Anzi, tiene a sottolineare l’assessore, “la Giunta ha deliberato un contributo per sterilizzare la TARI e ha individuato delle risorse per concedere un indennizzo economico ai commercianti di via Ferri che li vada a ristorare delle perdite che hanno subito in questi mesi”.

E i lavori del 3° lotto?

La messa in sicurezza del rio Fegino prevede anche un terzo lotto, cioè il tratto compreso tra il deposito di oli minerali e i giardini Montecucco, che però è ancora senza copertura economica. Per ottenere i finanziamenti, infatti, serviva predisporre un progetto definitivo che non c’è.

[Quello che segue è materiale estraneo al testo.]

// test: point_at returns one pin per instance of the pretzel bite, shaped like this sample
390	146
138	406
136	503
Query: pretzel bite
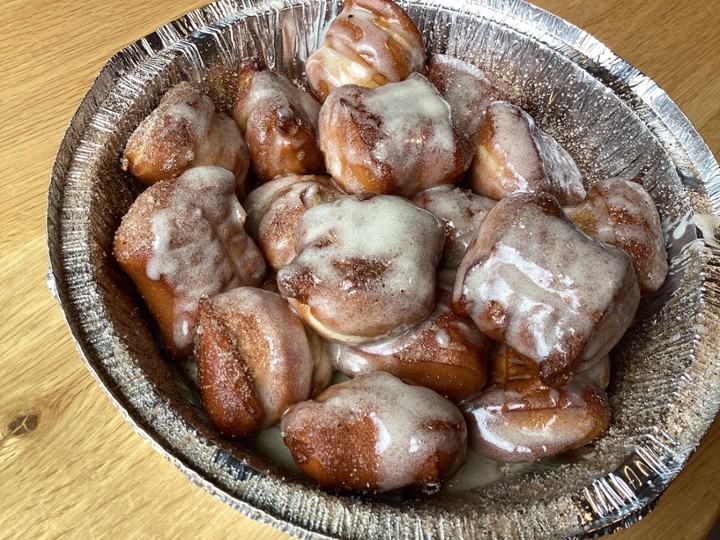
275	208
518	418
279	121
397	139
374	434
185	131
467	89
371	43
182	240
461	211
513	155
365	267
534	281
620	212
254	359
445	352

“Ci stiamo lavorando”, assicura Piciocchi aggiungendo che “il terzo lotto del Fegino è stato inserito nello schema del piano triennale delle opere pubbliche che la giunta comunale ha adottato il mese scorso e che poi chiaramente sarà oggetto di approvazione in sede di bilancio. Lo stanziamento che abbiamo previsto è di 2 milioni e mezzo”. Soldi che non sono ancora sufficienti. E infatti mancherebbero all’appello altri tre milioni e mezzo che il Comune conta di recuperare dal Fondo strategico della Regione.
Ma non si poteva usare il Recovery Fund?
“Il problema è che oggi non sappiamo quando queste risorse saranno disponibili e quindi non abbiamo nemmeno la possibilità di accertarle a bilancio”, conclude Piciocchi che infine precisa: “Oggi devo fare i conti come se i fondi del Recovery Fund non ci fossero”.